Barry hauled himself out of the bucket passing for Dan’s passenger seat and flung the door closed. Gasoline and exhaust hung in the air. He shoved his hands in the empty front pockets of his jeans and perused the other travelers filling up cars and stomachs in the florescent glow of the gas station. They all appeared weary, cramped and a long way from their destinations.
The car swayed as Dan straightened from his lean on the trunk. He tapped out the last drops from the nozzle and set the nose back into the pump.
Barry tossed a thumb at the small convenience store. “You want something?”
Dan spun the gas cap back on and flipped the small panel closed.
A bell jangled as they entered the sparkling store. A cluster of sagging drivers hung by the front counter so Barry and Dan wound down the first vacated aisle. The refrigerators wrapping the perimeter rumbled. Preservatives and plastic wrap stained the temperature controlled air.
Barry snagged a passing bag of chips as Dan opened the first glass door. He tugged a bottle swishing with ruby red tea from the rack.
“You want one too?” asked Dan.
“Sounds good,” said Barry, his eyes diving into a cluster of candy bars. “You’re buying the gas anyway,” he added.
Dan’s hand froze on a second bottle’s neck. He looked over his shoulder and through the fogging glass.
“What?” Dan left the bottle behind as he straightened and closed the door, blocking the chill air.
“It’s your car,” said Barry turning down the aisle with an absent wave of a Snickers.
“This was your idea.” Dan let out a sigh and headed along a parallel set of tiles. He pulled a box of cheezy-flavored crackers from the bottom shelf.
Barry stopped, frowning at a rotating selection of hot dogs and accompanying drink stand. “I got it last time.”
“When we went to shore with Cary and Paula?”
“No,” said Dan. He paused as Barry pulled out one of the largest paper cups and pressed the lip against the ice dispenser. Only so many cubes could fit and he continued over the pouring of caramel colored soda. “I was the only one with cash and their machines were down.”
Barry set down his lake-holding cup and reached for a lid and straw. “I would have paid.”
“Right,” murmured Dan.
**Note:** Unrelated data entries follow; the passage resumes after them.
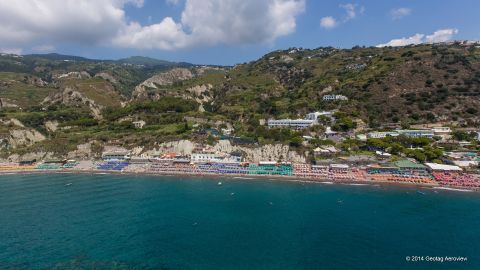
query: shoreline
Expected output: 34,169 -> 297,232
0,170 -> 480,192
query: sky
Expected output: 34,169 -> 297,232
0,0 -> 480,65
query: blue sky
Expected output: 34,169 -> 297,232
0,0 -> 480,65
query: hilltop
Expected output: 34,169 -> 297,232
0,43 -> 480,160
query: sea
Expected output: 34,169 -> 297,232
0,174 -> 480,270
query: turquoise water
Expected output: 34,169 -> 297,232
0,174 -> 480,269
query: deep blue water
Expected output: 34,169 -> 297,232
0,174 -> 480,269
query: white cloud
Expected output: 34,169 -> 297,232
320,3 -> 365,29
0,0 -> 305,49
320,16 -> 337,29
0,48 -> 22,54
340,3 -> 365,22
425,28 -> 458,43
377,34 -> 425,47
390,7 -> 412,20
165,0 -> 181,6
377,28 -> 458,47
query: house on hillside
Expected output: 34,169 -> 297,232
322,95 -> 348,101
132,120 -> 145,129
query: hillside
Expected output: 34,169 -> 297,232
0,43 -> 480,159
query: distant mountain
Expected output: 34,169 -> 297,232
24,53 -> 95,62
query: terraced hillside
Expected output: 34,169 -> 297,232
0,43 -> 480,158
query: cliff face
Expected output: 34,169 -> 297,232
42,87 -> 104,119
144,140 -> 305,162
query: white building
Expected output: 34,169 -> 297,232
305,111 -> 334,122
267,111 -> 334,129
322,95 -> 348,101
367,131 -> 399,139
432,127 -> 452,140
132,120 -> 145,128
395,129 -> 434,138
190,153 -> 223,162
102,150 -> 130,160
367,129 -> 434,139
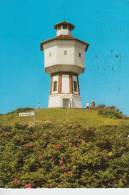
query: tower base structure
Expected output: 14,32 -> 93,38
48,94 -> 82,108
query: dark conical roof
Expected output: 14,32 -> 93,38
54,21 -> 75,30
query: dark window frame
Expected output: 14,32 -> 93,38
64,50 -> 67,55
53,81 -> 57,92
78,52 -> 82,58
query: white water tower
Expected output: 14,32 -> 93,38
41,22 -> 89,108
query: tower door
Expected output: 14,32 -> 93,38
63,98 -> 70,108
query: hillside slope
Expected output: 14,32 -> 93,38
0,109 -> 129,188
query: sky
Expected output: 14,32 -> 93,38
0,0 -> 129,115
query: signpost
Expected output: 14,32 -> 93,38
19,111 -> 35,126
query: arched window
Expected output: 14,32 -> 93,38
64,50 -> 67,55
53,81 -> 57,91
49,52 -> 52,57
73,81 -> 78,92
78,52 -> 82,57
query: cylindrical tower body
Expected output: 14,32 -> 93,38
41,22 -> 89,108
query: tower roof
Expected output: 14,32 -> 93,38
54,21 -> 75,30
40,35 -> 89,50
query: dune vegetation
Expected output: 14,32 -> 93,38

They stepped into the end of the slowly plodding line.
“If you want me to pay, I will. I’m just trying to be frugal you know?”
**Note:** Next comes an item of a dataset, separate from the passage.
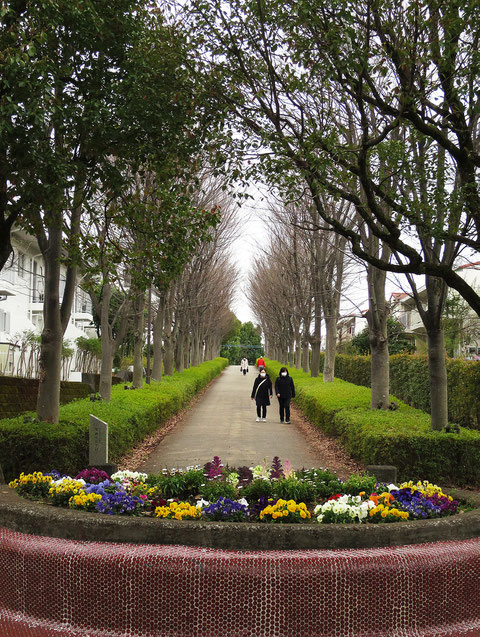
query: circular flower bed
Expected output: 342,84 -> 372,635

Dan tapped his foot as the man in front of them, carefully counted out exact change. Barry took a sip from his mammoth beverage as if whetting his next argument.
“You know how hard it’s been to find work these days.”
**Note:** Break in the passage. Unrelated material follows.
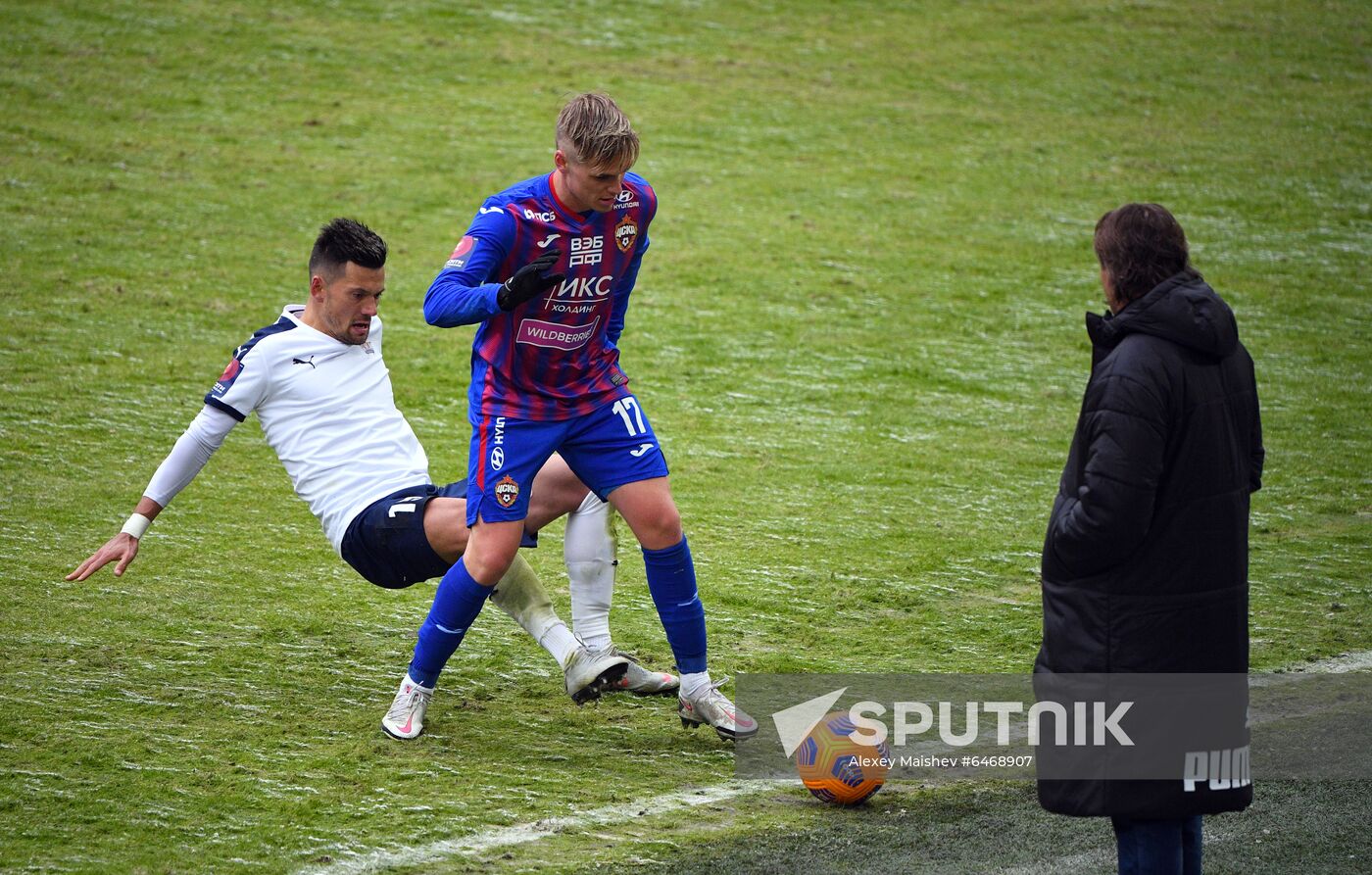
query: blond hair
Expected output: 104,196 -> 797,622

Dan ran his tongue over his teeth and picked a pack of gum from the impulse item display. The line surged forward.
“Hi, there,” said the cashier and both men stood silent, jaws falling as they slowly blinked. The petite attendant’s blond curls bounced around a gaze circled skillfully in eye-liner, soft curving cheeks with a hint of blush and a broad, gleaming smile made from two plump, ruby lips. Her polo shirt collar arched toward dangling earrings and then dipped into a flattering v neck. A thin chain with a shamrock charm glistened around her throat.
“Is this all together?” she asked.
“Yeah,” managed Dan.
Barry fumbled for his wallet, his elbow bashing into Dan’s arm.
The impact jolted Dan out of his stupor. He stepped forward, neatly boxing Barry out.
“Don’t sweat it, Barry.” Dan leaned into the counter, filling the narrow corridor in front of the cashier with a smile. “I got this.”